Now the true narrative arc of Virgin America over the last couple of years is probably a blend of both stories, but in evaluating where Virgin America’s profitability will go moving forward it may not even matter which story is true – because the one element of Virgin America’s underlying business improvement that it controls – capacity discipline, will have to be reduced as the carrier takes on ordered aircraft that it has locked itself into. The 10 additional A320s and 30 A320neos will make sure of that. And if Virgin America falls back into the same pattern of over-expansion – then it will continue to underperform industry peers.
Costs Set to Rise Due to Aging
For a low cost carrier, Virgin America has a higher than ideal cost base, though the downturn in fuel prices in the second half of 2014 defrays that somewhat. But over a medium-length time horizon of three to five years, Virgin will likely run into the same troubles that have plagued larger peers JetBlue and Southwest.
As its workforce and initial fleet age, labor expenses and aircraft maintenance costs will rise, eating into margins substantially. Labor expenses rise as airline workforces age due to the compounding effect of annual raises (made possible by unionization or the threat of it) and increased benefit costs (primarily health care) for older employees. And the rise in maintenance costs is self-explanatory, even if Virgin does have 26 aircraft coming off lease in the next few years.
Where is the (Profitable) growth?
And it’s not even clear that Virgin America has profitable opportunities for growth. The Love Field operation, while great for marketing purposes, is capped at perhaps 18 daily flights at best, and it’s unclear what the scope for profitable growth is at either Los Angeles or San Francisco. Both operations are constrained by gate space (in the theoretical doubling of size sense, or even increase by more than 60 percent of frequencies), and the Los Angeles market is rapidly turning into a bloodbath as both Delta and American expand rapidly.
Virgin America notes that it only serves 15 of the 50 largest markets from each of these two airports, but how many markets are left where Virgin America could break even, let alone preserve current margins? Even with a better economy, that number isn’t more than four or five in a best-case scenario.
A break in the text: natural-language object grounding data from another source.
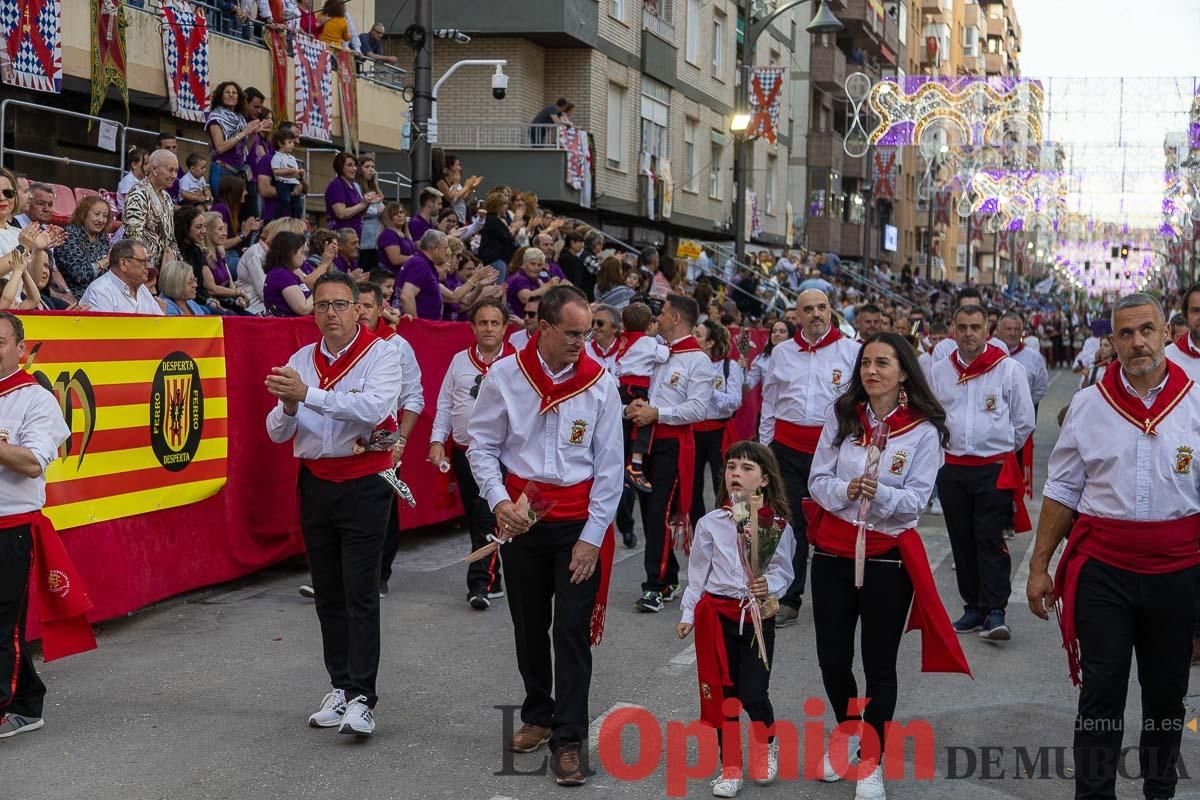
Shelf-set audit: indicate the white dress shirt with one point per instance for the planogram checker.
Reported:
(109, 294)
(988, 415)
(1107, 467)
(682, 386)
(29, 417)
(507, 429)
(801, 386)
(714, 565)
(329, 422)
(907, 473)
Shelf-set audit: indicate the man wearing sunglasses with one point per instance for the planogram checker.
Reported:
(448, 440)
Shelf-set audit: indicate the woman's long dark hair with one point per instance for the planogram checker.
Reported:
(921, 397)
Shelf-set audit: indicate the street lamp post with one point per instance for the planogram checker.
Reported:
(823, 22)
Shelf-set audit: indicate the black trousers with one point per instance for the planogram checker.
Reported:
(343, 530)
(793, 468)
(882, 603)
(547, 607)
(709, 459)
(750, 679)
(22, 691)
(976, 516)
(483, 576)
(1120, 614)
(661, 567)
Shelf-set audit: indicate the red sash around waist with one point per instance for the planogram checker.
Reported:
(1011, 480)
(570, 504)
(55, 589)
(798, 437)
(1143, 547)
(940, 649)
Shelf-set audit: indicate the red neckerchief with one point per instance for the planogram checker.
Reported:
(831, 336)
(18, 379)
(1132, 408)
(329, 373)
(627, 341)
(484, 366)
(687, 344)
(587, 372)
(1185, 344)
(983, 364)
(900, 421)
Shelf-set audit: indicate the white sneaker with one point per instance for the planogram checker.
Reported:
(828, 774)
(729, 785)
(333, 707)
(359, 720)
(871, 787)
(767, 776)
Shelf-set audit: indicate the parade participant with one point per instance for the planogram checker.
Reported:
(1185, 350)
(557, 567)
(727, 659)
(678, 398)
(807, 374)
(1127, 578)
(333, 395)
(637, 356)
(31, 428)
(713, 433)
(886, 386)
(989, 413)
(372, 308)
(448, 440)
(605, 337)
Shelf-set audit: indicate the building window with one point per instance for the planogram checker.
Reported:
(655, 113)
(691, 46)
(616, 144)
(689, 155)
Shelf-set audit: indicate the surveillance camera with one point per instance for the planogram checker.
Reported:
(499, 84)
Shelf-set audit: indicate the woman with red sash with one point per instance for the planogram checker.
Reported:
(333, 396)
(727, 659)
(1122, 482)
(886, 386)
(714, 433)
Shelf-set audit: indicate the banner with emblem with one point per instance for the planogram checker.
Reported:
(31, 44)
(313, 88)
(145, 402)
(185, 53)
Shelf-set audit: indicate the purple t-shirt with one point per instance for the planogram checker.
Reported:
(279, 280)
(340, 191)
(421, 274)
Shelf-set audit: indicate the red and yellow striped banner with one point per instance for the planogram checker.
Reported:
(147, 404)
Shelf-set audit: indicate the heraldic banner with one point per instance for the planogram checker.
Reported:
(185, 53)
(145, 401)
(31, 43)
(313, 88)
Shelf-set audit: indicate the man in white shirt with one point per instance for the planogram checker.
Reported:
(123, 288)
(1127, 578)
(799, 385)
(678, 397)
(989, 413)
(546, 434)
(334, 395)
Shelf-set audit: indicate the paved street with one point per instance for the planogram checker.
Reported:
(207, 696)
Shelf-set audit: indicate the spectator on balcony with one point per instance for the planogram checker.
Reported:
(429, 204)
(228, 132)
(121, 289)
(345, 204)
(178, 290)
(285, 292)
(84, 253)
(372, 224)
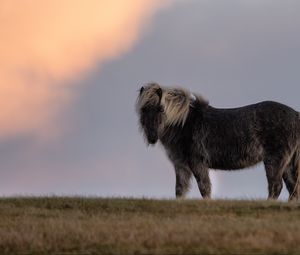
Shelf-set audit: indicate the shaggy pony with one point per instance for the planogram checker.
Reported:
(197, 137)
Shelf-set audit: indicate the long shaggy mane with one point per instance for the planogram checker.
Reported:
(176, 102)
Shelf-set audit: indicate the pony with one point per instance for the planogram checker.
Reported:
(197, 137)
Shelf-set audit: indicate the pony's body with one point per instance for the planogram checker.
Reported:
(204, 137)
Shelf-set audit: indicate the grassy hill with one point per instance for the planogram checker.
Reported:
(140, 226)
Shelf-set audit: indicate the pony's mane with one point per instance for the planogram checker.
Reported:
(176, 102)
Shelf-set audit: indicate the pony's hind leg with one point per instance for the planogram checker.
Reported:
(183, 176)
(275, 170)
(291, 183)
(290, 177)
(202, 177)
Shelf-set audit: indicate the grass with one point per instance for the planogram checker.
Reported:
(63, 225)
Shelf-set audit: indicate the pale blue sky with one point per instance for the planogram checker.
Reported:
(232, 52)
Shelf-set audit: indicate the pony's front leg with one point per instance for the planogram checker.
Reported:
(201, 174)
(183, 176)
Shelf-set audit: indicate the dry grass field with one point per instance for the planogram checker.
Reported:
(63, 225)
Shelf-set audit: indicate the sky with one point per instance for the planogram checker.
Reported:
(69, 76)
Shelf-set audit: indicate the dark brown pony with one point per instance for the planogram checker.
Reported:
(198, 137)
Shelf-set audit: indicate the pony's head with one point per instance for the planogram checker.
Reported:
(160, 107)
(150, 111)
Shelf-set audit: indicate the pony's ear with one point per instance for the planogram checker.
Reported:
(141, 90)
(159, 93)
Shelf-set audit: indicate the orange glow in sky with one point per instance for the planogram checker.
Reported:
(46, 44)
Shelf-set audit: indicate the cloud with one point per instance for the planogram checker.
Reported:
(46, 44)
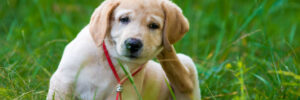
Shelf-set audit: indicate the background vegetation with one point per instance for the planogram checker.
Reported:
(244, 49)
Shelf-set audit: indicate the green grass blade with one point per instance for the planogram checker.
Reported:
(170, 89)
(130, 78)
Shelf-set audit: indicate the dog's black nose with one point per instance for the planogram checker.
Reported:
(133, 45)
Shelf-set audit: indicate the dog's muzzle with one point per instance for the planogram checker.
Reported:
(133, 47)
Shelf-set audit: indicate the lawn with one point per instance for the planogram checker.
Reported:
(244, 49)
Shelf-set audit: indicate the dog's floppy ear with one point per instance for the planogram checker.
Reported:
(99, 24)
(175, 24)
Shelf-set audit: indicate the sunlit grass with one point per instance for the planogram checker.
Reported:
(243, 49)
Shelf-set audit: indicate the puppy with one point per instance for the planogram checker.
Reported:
(134, 32)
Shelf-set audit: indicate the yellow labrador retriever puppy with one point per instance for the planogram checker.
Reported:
(134, 32)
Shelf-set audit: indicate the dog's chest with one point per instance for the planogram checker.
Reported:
(94, 82)
(100, 84)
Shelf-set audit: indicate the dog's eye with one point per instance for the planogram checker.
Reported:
(124, 20)
(153, 26)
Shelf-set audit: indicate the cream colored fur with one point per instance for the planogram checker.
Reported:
(84, 73)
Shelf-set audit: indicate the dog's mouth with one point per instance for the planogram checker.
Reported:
(133, 55)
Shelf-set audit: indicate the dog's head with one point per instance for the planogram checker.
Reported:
(137, 30)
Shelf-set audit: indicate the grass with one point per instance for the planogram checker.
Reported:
(243, 49)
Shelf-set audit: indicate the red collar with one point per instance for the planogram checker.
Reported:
(113, 69)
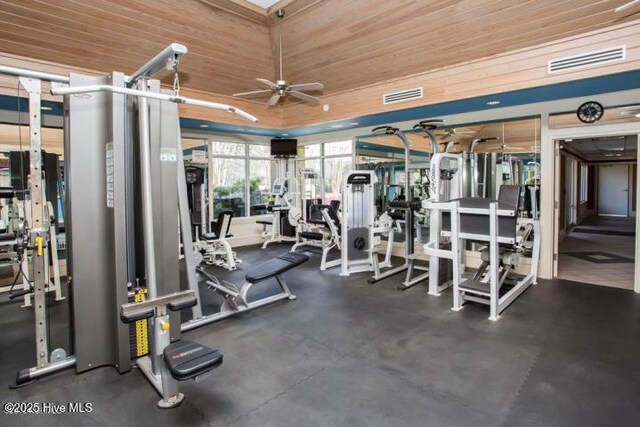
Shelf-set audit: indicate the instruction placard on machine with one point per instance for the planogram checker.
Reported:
(168, 154)
(109, 164)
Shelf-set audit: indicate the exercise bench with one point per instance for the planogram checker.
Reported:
(168, 362)
(236, 298)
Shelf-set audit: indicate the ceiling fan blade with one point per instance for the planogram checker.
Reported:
(268, 83)
(304, 97)
(273, 100)
(254, 93)
(308, 87)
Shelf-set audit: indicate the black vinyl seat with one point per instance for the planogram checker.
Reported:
(188, 359)
(311, 235)
(216, 227)
(276, 266)
(333, 214)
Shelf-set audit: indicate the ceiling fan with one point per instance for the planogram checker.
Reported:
(281, 88)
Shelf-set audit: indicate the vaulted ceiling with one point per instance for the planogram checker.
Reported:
(343, 44)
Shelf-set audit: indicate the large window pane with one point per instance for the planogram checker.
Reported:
(229, 148)
(229, 185)
(339, 147)
(312, 150)
(188, 143)
(259, 186)
(259, 150)
(334, 170)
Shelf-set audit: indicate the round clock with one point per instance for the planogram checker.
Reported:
(590, 112)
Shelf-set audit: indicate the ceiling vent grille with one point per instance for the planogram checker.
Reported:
(591, 59)
(402, 96)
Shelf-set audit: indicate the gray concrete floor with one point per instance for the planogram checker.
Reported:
(346, 353)
(617, 275)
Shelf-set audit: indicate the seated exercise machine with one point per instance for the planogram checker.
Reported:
(357, 232)
(126, 196)
(409, 206)
(170, 362)
(495, 223)
(214, 245)
(236, 299)
(315, 231)
(285, 213)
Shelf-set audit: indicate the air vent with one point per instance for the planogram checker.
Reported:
(590, 59)
(402, 96)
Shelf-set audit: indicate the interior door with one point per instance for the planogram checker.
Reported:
(613, 189)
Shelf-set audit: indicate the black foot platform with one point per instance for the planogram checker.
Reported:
(188, 359)
(276, 266)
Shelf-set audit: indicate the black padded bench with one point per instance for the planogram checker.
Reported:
(311, 235)
(276, 266)
(188, 359)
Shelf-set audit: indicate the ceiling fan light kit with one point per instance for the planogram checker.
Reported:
(281, 89)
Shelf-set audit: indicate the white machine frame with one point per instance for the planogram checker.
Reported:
(461, 294)
(285, 203)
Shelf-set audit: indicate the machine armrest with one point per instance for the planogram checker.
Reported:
(182, 304)
(134, 316)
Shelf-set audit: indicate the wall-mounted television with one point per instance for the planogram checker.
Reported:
(281, 147)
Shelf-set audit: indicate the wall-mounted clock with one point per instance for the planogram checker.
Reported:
(590, 112)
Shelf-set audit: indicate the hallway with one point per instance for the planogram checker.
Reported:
(599, 251)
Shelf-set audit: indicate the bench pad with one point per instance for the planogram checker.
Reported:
(311, 235)
(276, 266)
(188, 359)
(213, 236)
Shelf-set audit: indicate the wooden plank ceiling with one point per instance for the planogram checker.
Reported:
(343, 44)
(521, 136)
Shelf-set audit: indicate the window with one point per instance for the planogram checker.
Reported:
(228, 182)
(330, 160)
(259, 186)
(312, 150)
(334, 171)
(584, 182)
(229, 149)
(256, 150)
(240, 178)
(311, 188)
(337, 148)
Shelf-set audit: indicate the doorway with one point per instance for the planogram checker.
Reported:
(596, 230)
(613, 194)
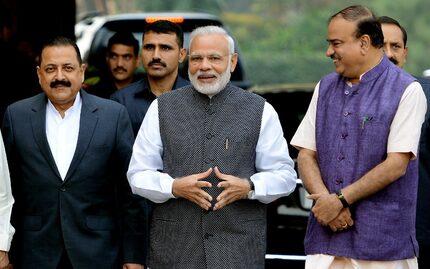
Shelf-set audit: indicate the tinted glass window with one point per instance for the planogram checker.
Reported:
(96, 58)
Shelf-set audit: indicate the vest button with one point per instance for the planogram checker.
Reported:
(208, 235)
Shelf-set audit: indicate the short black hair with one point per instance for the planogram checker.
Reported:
(166, 27)
(59, 41)
(124, 38)
(389, 20)
(367, 24)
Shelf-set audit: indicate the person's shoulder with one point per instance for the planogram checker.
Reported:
(28, 102)
(425, 82)
(131, 89)
(99, 102)
(181, 82)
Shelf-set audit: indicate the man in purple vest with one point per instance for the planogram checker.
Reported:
(395, 40)
(358, 145)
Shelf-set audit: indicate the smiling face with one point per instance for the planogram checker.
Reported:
(122, 62)
(394, 46)
(210, 63)
(60, 75)
(161, 54)
(344, 48)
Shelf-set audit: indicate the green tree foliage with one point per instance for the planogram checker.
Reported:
(284, 41)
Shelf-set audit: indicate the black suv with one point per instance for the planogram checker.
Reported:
(92, 35)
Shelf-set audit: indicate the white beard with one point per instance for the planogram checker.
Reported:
(214, 88)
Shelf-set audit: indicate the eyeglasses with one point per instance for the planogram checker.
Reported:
(196, 59)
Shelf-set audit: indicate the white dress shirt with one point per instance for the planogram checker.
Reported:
(62, 133)
(404, 130)
(275, 175)
(6, 201)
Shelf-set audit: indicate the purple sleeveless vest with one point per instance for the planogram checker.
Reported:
(352, 128)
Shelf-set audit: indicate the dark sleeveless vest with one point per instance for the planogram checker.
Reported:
(198, 133)
(352, 128)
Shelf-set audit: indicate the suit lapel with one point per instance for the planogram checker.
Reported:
(87, 126)
(38, 122)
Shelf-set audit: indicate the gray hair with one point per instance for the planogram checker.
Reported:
(211, 29)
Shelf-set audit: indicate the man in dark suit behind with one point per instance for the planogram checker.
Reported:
(395, 40)
(68, 153)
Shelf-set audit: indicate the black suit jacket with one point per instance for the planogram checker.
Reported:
(137, 97)
(91, 215)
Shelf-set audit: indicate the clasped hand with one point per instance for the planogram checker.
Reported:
(328, 211)
(190, 188)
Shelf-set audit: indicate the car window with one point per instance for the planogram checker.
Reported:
(97, 53)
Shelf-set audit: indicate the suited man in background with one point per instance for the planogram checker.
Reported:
(68, 153)
(395, 40)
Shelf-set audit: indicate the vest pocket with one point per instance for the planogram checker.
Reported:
(100, 223)
(32, 223)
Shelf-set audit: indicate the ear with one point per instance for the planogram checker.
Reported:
(233, 62)
(365, 43)
(182, 54)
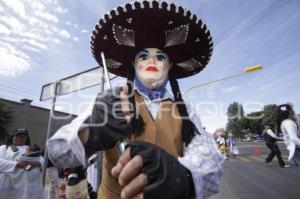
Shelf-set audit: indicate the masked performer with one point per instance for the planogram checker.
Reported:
(169, 155)
(288, 123)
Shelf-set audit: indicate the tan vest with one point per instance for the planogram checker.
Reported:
(164, 131)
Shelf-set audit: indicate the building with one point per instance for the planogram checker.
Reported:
(35, 119)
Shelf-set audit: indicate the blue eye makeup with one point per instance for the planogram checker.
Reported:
(143, 55)
(159, 55)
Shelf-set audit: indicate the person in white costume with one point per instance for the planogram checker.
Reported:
(288, 123)
(20, 169)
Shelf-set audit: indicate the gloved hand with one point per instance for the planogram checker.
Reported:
(107, 122)
(167, 178)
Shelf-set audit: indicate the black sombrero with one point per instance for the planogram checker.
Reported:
(128, 29)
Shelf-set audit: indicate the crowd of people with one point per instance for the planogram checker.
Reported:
(21, 173)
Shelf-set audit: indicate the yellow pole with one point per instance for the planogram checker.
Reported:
(246, 71)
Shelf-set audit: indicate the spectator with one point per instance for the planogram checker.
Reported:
(288, 125)
(271, 141)
(20, 168)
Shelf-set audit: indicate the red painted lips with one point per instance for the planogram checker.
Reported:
(152, 69)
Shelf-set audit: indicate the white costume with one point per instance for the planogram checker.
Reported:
(291, 136)
(17, 183)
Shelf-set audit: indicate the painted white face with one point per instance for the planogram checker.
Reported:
(151, 67)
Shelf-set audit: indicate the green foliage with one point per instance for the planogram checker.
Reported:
(235, 111)
(255, 122)
(252, 123)
(6, 120)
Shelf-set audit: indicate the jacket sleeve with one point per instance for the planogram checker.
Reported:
(291, 129)
(204, 161)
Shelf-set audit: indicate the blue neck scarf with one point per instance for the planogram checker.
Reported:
(152, 94)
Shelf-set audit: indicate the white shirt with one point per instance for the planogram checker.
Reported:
(201, 156)
(291, 139)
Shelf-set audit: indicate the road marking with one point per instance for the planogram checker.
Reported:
(244, 159)
(257, 158)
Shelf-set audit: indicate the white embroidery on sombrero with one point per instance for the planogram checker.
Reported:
(190, 64)
(177, 35)
(113, 64)
(123, 36)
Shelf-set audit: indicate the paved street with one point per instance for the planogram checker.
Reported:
(247, 177)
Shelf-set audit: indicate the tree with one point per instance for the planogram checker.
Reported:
(235, 111)
(7, 117)
(255, 121)
(235, 114)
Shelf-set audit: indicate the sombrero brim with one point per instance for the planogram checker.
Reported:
(125, 31)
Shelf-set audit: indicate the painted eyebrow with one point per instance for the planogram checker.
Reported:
(162, 53)
(143, 52)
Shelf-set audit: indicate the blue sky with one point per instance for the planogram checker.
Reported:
(43, 41)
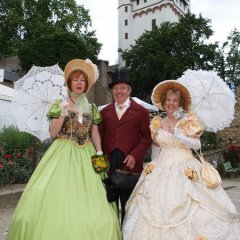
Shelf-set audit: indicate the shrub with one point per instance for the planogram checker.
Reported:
(11, 139)
(232, 154)
(16, 167)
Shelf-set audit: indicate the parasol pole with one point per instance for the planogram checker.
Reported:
(34, 148)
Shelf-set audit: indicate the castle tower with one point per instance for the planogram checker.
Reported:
(136, 16)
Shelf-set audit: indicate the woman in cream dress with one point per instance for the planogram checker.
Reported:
(170, 200)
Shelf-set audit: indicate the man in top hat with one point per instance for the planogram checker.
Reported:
(124, 131)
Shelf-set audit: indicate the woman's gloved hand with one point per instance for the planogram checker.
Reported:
(64, 108)
(193, 143)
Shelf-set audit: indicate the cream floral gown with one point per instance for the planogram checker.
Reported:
(166, 204)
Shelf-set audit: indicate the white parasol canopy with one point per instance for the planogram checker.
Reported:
(212, 99)
(33, 96)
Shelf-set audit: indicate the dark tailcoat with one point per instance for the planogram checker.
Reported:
(130, 134)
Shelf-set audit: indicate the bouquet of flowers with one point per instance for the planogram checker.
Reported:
(100, 163)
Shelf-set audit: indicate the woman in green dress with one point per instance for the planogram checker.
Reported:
(65, 198)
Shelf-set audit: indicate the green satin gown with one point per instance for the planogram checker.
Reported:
(65, 199)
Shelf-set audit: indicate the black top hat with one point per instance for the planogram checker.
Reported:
(120, 77)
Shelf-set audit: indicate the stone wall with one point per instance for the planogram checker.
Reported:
(231, 135)
(12, 64)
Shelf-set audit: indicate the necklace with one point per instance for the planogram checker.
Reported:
(171, 124)
(71, 100)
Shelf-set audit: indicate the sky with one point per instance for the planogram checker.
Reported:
(224, 16)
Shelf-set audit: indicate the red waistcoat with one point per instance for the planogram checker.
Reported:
(130, 134)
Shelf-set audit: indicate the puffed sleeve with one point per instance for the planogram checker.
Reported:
(55, 110)
(192, 125)
(155, 124)
(97, 118)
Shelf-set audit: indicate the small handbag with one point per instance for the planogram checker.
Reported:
(124, 179)
(209, 174)
(111, 190)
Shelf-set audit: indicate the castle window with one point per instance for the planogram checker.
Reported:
(154, 24)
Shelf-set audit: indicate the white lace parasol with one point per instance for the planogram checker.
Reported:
(212, 99)
(34, 94)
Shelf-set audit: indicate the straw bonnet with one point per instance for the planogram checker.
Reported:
(85, 66)
(159, 94)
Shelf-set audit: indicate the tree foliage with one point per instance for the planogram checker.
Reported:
(55, 48)
(228, 58)
(167, 51)
(23, 21)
San Francisco is a bit better, but not exactly devoid of competition itself. What is the scope for Virgin America to grow to 1.5 times it current size and preserve margins (thereby generating a strong long run return)? Our view is that it is almost negligible.
The problem lies in the type of market that Virgin America needs to make a base work – the market needs to have a large volume of travelers under 35 (preferably millennials) who have disposable income and follow a certain lifestyle, as well as a volume of business travel that isn’t tied down by corporate contracts. Of the markets that fit those criteria, Seattle is a bloodbath, New York and Boston already have JetBlue and lack space, Washington D.C.’s preferred airport is closed off (Dulles suffers from too many drawbacks domestically for a Virgin operation to work), Austin is still too small of a market (with a huge Southwest presence), Chicago has too much competition (and barely fits the required characteristics), and Portland has Alaska.
So with few growth prospects and an uneven business model, Virgin America’s potential to deliver Delta, United, Alaska, American, or even Hawaiian/JetBlue-esque returns (from the past two years) over the next few years is severely limited. This is not to say that you can’t make money on the stock, especially in the near term. And even, long term, there are ways to make money on a share price decline. But despite the IPO and improved financials, America’s * best * airline has yet to prove the sustainability of its operation and the viability of its underlying business model.